Even when compiling absolutely no objects, PlatformIO is slow by default, as demonstrated by our 20+ second “do nothing” builds.
$ time pio run -e mesmerizer && time pio run -e mesmerizer
It spends a good 5-7 seconds “retrieving from cache”. Why does a bunch of stat(2) calls take that long?
[ … ]
yulc-demo SUCCESS 00:00:18.757
So with ZERO compilation and everything cached, it still takes 18 seconds. Not fast.
build_cache_dir seems to just let you choose WHERE it downloads 39 copies of the same dozen libraries. It still downloads 39 copies.
I know there’s a mode to make it totally give up on dependency checking that claims to be faster, but I can’t say that faster incorrect builds is exactly a tradeoff I’m anxious to make, but watching LDF iterate on my UNCHANGED tree for several seconds every time doesn’t contribute to my impression that anyone is using this that cares about build times.
So, yes, I’ve already experimented with both of those and didn’t exactly find joy in either one.
If git submodules weren’t such a terrible user experience for first time builders, I’d probably just pull those dozen packages into a third_party directory, version them on our own, and then “only” have 39 slow builds instead of 39 slow builds AND 39*a dozen fetches and installs. It’s not the time spent by g++ and ld that is killing us. It’s PlatformIO taking long to decide what to build, taking long to retrieve from cache, but most importantly, it’s those fetches that put the bus in park on a fresh work tree.

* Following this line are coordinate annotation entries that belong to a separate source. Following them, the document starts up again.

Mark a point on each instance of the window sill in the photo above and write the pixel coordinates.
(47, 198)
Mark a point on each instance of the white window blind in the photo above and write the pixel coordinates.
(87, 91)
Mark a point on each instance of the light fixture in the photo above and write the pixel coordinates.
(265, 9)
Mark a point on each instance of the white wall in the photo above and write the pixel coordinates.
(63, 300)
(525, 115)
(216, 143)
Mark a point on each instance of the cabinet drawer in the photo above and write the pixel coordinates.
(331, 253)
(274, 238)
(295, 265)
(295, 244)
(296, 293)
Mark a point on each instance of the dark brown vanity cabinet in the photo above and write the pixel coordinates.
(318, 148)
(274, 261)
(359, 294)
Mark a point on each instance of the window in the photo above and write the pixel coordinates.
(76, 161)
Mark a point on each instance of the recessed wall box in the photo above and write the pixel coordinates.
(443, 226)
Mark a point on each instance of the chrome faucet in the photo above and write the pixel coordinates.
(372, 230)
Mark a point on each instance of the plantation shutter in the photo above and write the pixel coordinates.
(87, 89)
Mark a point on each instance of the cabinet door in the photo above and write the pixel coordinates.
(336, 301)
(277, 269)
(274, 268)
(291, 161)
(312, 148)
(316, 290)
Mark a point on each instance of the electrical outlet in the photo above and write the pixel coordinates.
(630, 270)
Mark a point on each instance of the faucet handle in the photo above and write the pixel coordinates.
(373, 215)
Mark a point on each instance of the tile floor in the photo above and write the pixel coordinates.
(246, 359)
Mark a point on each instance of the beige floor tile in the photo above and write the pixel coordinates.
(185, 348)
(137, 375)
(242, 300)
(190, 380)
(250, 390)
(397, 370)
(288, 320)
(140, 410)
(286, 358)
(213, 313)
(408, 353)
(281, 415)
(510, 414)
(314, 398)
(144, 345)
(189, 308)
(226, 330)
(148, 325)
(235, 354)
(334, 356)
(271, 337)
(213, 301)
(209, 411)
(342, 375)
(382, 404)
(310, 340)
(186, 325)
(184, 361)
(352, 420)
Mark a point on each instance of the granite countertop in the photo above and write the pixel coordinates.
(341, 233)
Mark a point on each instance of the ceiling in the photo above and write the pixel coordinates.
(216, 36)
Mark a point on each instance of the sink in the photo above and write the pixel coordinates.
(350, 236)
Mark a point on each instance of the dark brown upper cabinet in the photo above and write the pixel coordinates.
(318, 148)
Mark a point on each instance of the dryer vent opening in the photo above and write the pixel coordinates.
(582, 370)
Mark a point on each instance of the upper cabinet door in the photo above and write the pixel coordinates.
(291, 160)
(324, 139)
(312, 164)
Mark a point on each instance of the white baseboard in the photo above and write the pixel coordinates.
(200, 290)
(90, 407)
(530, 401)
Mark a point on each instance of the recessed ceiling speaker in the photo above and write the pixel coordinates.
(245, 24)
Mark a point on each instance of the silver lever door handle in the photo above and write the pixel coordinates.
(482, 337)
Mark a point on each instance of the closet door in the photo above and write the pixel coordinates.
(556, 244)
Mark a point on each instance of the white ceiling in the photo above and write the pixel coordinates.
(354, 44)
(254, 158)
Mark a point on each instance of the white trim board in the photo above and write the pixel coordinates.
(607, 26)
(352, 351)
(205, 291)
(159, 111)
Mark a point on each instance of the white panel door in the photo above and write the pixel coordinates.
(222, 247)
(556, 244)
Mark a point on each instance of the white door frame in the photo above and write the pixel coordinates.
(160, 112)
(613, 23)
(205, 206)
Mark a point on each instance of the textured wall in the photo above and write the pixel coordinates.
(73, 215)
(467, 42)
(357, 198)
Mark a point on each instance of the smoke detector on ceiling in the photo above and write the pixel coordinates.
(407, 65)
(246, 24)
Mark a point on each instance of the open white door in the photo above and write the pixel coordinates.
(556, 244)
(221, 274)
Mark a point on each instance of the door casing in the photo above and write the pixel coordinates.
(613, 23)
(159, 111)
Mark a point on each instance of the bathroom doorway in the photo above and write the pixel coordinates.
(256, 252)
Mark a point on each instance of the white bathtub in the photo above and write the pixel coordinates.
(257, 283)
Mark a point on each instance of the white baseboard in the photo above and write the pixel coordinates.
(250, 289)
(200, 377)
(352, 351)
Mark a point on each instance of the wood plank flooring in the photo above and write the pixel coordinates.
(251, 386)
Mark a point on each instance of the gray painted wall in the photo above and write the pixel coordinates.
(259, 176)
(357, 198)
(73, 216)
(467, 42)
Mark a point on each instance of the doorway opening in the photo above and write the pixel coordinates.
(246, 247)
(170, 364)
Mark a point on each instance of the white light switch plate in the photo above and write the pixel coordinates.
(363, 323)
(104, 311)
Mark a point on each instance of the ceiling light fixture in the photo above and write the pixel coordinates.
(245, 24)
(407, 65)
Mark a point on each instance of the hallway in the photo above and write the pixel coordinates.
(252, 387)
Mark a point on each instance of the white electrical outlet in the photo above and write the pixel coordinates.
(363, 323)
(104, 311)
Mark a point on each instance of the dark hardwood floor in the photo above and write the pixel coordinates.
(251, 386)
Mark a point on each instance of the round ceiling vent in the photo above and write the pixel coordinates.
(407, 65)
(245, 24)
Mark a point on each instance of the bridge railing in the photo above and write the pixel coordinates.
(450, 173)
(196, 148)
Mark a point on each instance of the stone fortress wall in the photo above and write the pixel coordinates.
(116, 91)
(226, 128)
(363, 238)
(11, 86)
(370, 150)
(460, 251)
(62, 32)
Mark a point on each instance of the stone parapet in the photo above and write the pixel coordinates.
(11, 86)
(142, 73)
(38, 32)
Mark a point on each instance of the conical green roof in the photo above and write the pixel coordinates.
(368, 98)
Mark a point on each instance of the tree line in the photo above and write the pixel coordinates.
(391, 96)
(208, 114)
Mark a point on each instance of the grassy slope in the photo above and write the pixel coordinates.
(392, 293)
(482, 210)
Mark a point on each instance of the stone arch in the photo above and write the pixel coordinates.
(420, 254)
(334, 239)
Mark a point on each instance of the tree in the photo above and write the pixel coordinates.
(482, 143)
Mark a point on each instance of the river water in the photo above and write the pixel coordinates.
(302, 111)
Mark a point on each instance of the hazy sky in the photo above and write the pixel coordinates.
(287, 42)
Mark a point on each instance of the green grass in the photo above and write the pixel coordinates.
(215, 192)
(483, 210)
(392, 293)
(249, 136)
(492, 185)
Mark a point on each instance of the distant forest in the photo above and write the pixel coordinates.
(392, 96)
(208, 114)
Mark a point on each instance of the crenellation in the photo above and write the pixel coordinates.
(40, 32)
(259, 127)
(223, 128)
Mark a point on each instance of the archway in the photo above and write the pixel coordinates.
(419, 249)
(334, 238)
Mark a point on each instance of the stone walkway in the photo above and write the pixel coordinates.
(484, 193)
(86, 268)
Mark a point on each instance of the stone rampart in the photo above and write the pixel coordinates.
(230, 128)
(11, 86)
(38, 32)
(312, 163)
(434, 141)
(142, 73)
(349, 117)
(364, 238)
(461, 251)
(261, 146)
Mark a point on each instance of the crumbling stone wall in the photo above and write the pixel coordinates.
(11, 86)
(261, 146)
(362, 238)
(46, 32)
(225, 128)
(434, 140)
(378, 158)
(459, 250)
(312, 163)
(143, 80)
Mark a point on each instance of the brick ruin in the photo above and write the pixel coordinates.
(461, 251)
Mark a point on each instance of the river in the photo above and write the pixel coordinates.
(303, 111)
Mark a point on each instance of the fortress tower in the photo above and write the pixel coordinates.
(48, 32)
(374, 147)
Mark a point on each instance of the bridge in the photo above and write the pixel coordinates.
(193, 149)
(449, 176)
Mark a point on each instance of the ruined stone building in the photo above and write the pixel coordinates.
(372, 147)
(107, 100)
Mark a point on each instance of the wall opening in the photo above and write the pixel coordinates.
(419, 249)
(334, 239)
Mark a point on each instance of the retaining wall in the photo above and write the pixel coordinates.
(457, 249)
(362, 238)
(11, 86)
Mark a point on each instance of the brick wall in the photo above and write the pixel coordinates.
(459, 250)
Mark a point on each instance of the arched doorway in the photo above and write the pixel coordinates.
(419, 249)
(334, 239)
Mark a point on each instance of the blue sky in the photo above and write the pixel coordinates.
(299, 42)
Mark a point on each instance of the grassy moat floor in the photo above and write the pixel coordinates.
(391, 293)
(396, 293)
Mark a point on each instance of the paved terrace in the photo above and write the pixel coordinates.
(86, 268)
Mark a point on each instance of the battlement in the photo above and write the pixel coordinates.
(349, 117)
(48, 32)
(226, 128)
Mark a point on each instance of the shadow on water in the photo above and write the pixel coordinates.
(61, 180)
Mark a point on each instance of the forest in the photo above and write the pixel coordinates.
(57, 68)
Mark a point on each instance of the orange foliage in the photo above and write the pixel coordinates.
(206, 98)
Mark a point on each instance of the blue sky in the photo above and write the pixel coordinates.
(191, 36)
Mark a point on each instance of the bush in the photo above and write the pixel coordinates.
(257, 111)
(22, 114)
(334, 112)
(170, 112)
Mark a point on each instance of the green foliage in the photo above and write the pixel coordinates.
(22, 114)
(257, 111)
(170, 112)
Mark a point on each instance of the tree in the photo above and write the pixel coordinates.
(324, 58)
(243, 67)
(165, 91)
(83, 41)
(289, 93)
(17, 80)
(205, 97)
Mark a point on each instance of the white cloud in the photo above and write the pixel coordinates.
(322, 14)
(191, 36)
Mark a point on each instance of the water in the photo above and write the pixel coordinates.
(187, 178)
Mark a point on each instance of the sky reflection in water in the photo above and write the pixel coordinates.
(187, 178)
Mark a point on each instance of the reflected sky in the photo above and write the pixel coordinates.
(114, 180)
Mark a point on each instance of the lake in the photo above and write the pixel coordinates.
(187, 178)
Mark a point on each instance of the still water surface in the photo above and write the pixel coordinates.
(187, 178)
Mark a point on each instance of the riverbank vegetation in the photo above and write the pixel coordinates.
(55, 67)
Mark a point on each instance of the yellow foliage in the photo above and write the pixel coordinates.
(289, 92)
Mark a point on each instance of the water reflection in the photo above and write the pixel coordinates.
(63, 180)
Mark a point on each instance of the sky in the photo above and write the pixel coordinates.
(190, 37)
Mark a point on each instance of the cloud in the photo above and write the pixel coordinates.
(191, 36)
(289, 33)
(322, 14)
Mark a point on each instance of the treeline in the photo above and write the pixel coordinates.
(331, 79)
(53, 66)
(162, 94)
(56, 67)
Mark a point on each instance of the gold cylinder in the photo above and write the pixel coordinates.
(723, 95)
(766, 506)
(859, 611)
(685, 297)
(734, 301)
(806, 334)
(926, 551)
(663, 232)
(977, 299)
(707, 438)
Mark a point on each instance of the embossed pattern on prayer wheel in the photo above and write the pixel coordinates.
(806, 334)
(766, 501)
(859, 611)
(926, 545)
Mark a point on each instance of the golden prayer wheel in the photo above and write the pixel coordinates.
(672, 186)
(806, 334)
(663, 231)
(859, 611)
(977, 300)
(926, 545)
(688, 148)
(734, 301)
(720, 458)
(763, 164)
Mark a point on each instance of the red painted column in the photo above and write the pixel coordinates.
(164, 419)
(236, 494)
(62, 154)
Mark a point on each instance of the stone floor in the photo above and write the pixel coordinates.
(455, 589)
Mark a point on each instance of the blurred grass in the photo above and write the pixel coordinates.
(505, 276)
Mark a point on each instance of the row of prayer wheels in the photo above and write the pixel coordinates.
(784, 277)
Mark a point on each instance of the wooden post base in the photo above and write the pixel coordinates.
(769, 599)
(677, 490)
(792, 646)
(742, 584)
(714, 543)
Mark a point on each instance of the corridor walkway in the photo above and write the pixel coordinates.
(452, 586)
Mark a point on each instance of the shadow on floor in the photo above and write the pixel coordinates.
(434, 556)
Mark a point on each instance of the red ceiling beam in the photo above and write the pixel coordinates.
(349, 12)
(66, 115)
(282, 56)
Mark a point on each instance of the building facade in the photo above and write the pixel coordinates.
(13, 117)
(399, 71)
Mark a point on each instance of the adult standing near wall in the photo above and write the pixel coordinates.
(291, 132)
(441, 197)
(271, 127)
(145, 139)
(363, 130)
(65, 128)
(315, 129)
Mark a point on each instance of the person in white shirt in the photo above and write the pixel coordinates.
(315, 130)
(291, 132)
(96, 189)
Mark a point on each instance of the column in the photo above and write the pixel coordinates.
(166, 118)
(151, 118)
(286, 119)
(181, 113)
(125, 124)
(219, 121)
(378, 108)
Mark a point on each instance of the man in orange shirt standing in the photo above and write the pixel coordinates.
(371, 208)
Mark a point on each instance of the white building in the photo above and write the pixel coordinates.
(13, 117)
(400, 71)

If anyone has tips on avoiding 38 of those fetches - none of which parallelize in any meaningful way, it seems - you could knock almost an hour off a cold build for us.
It’s “fast” in CI on GitHub only because Microsoft can afford to distribute the build to 39 different machines that can do them totally in parallel - exactly the way a normal developer on a single machine can’t.